Pour ce qui concerne les enjeux climatiques, la forêt et l’agriculture seront au cœur des négociations de la prochaine COP 21, conformément à la volonté affirmée à plusieurs reprises par Stéphane Le Foll.
La forêt et les terres ont un rôle très important à jouer dans l’atteinte des objectifs ambitieux de réduction des émissions de gaz à effet de serre. La dynamisation de la sylviculture – visée partagée par France Nature Environnement – et l’agronomie peuvent fortement contribuer à l’atteinte de cet objectif.
C’est à cette fin que Stéphane Le Foll a engagé le programme de recherche international « 4 pour 1 000 », qui se fonde sur le constat suivant : une augmentation de quatre millièmes de la teneur en matière organique des sols permettrait de compenser les émissions annuelles mondiales de CO2. Enfin, le programme national de la forêt et du bois devra trouver un équilibre entre une nécessaire valorisation économique de notre patrimoine forestier, très largement sous-exploité, puisque 20 % à 30 % seulement de la production annuelle sont prélevés, et la préservation de la biodiversité et des autres fonctions environnementales de nos forêts, comme l’épuration de l’eau.
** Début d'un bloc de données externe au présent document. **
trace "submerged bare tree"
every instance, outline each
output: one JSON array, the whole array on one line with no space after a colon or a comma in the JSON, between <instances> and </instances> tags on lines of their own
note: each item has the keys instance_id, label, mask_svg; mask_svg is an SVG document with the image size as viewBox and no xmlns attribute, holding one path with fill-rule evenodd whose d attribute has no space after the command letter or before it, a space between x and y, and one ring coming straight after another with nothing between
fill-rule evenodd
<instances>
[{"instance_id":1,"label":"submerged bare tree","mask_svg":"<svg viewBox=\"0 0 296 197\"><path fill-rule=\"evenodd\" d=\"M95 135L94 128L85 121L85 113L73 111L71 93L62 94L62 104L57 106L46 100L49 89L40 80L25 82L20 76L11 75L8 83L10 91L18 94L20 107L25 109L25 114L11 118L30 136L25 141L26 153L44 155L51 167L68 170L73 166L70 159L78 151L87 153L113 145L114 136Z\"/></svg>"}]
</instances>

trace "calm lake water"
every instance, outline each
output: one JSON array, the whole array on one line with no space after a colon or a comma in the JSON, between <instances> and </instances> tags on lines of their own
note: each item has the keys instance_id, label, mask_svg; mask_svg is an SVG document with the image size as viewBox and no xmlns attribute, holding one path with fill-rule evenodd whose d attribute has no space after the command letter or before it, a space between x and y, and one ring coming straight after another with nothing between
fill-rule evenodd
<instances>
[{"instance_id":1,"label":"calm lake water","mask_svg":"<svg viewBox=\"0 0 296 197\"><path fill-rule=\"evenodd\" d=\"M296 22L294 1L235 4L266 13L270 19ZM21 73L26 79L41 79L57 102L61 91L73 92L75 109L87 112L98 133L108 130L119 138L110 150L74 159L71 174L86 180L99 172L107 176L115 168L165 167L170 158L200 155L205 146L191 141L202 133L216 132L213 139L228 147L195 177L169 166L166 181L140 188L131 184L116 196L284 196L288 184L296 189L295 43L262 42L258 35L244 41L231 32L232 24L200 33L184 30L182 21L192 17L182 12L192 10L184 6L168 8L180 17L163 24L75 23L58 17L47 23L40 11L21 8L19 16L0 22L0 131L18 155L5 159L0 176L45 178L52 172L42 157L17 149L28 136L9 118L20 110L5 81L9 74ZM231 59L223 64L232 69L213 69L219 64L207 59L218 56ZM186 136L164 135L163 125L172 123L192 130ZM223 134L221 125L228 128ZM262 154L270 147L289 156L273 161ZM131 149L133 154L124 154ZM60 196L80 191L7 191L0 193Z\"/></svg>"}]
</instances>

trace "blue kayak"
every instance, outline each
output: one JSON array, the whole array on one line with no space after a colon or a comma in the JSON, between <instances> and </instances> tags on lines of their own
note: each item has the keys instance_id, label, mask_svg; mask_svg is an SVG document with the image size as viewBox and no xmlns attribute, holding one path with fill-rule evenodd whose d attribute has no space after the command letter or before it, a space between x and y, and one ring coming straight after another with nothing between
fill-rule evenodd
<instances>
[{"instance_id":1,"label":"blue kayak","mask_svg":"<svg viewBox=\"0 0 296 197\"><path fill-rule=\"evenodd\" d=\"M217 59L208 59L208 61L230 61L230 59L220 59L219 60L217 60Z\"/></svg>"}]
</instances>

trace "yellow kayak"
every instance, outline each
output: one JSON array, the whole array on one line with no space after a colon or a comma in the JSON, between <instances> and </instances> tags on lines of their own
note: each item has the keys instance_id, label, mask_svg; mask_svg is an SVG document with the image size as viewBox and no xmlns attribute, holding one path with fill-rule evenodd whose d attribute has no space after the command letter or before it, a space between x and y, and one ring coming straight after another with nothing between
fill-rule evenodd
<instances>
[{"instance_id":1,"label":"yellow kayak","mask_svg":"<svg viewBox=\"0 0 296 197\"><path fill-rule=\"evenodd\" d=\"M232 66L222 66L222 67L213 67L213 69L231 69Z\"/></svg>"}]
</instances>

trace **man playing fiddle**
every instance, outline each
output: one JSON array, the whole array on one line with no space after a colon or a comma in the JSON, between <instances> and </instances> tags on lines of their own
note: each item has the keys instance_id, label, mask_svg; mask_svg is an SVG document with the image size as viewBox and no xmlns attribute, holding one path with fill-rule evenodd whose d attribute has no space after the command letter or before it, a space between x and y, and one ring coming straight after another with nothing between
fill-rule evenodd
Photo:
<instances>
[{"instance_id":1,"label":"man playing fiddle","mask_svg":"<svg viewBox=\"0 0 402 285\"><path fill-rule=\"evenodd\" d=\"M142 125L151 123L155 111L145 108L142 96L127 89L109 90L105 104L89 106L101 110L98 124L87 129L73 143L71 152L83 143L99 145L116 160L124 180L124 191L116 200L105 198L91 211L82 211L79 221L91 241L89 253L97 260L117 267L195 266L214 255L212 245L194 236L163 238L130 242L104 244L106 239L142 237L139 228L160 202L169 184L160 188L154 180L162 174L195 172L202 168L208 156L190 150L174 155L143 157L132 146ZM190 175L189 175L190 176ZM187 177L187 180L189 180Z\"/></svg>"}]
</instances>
Nous serons donc mobilisés et attentifs, pour une gestion durable de l’ensemble de nos forêts.
M. le président. La parole est à M. Joël Labbé, pour la réplique.
M. Joël Labbé. Je vous remercie, madame la secrétaire d’État, de vos éclaircissements, nécessaires lorsque la forêt devient trop étouffante. (Sourires.)
De nombreux aspects n’ont pas été abordés concernant les enjeux liés à l’arbre et la forêt : la préservation et l’entretien de la haie bocagère, qui joue un rôle essentiel, le développement de l’agroforesterie et, enfin, un domaine essentiel, qui fait la grande richesse de notre patrimoine forestier et dont on parle trop peu, les forêts primaires équatoriales.
En conclusion, n’oublions pas que la gestion forestière est du domaine du temps long. Que la forêt vivante puisse dans son profond silence et l’immensité de son mystère nous réapprendre ce que sont patience et longueur de temps… (Applaudissements sur les travées du groupe écologiste, ainsi que sur les travées du RDSE.)